While the list of tech options out there designed to promote reading is lengthy, kids’ attention spans are most certainly not. In the teen market in particular, a crop of chat fiction apps have begun to crop up in order to meet the demands of Generation Z. They tell stories through a series of text messages, almost like a screenplay, with which the user can engage and share. Illinois-based Telepathic led the charge in 2015 with the launch of Hooked, which has since generated more than 20 million downloads and plenty of teen-skewing copycats, including Yarn (Science Mobile) and Tap (Wattpad).
Hooked is free to download, with six minutes of reading time available for every 30 minutes.
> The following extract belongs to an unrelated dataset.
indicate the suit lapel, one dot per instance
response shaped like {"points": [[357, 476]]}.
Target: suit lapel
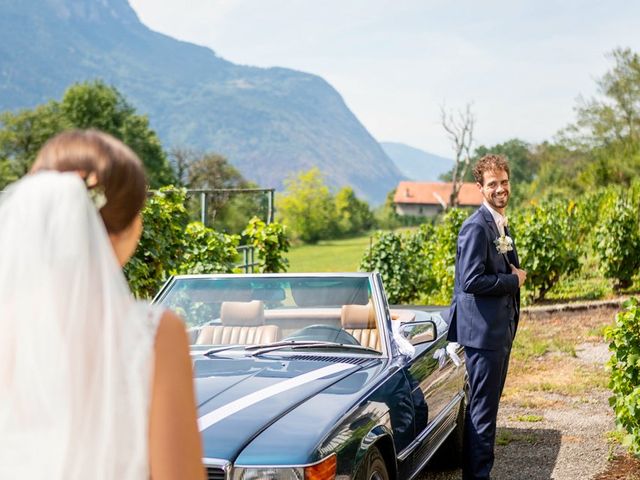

Users can earn more time by sharing the app, writing a story that gets a certain number of views, or paying US$2.99/week for unlimited usage. The content is generated by users and commissioned authors.
“The idea of texting back and forth and sending messages that way is something that we’re so used to doing in the space of our phones, so we thought maybe that same behavior can be used as a way to read and write fiction stories,” says Esha Gupta, co-founder and director of content at Hooked. The popularity of the app is testament to how quickly this sort of novel tech can take off, but while most companies were staying firmly in the teen and young adult arena, Amazon saw big opportunities in the kids space.
Amazon Rapids, a US$2.99/month chat fiction app for kids ages five to 12, was released in November 2016. It has been chugging out original content ever since, working with authors like Raymond Bean (Sweet Farts, Benji Franklin), and adding a Signature Stories feature in July that adapts Amazon original TV series like Danger & Eggs for the platform.
“The whole idea is to find those in-between times when kids want screen time but parents want it for reading,” says Michael Robinson, director of consumer products at Amazon Education. “We want to make sure that it is fun for them so they’re intrinsically motivated to do it.”
A big part of that rests on the gamification-like features of these chat apps, which often makes sure that each story ends with a cliffhanger, even a minor one, so kids keep coming back to read more. And speaking of longevity, both Amazon and Hooked insist they’re not trying to replace the timeless aspect of reading, but rather make it more accessible to a younger, screen-hungry generation. The ultimate goal is for chat-fiction apps to act as a gateway to more reading. But for Amazon, it’s also a win-win situation.
“If they read via books or the Rapids app, we really don’t care because we’re invested in reading in many different ways,” says Robinson. “There are authors and readers, and there are many ways to connect those two.”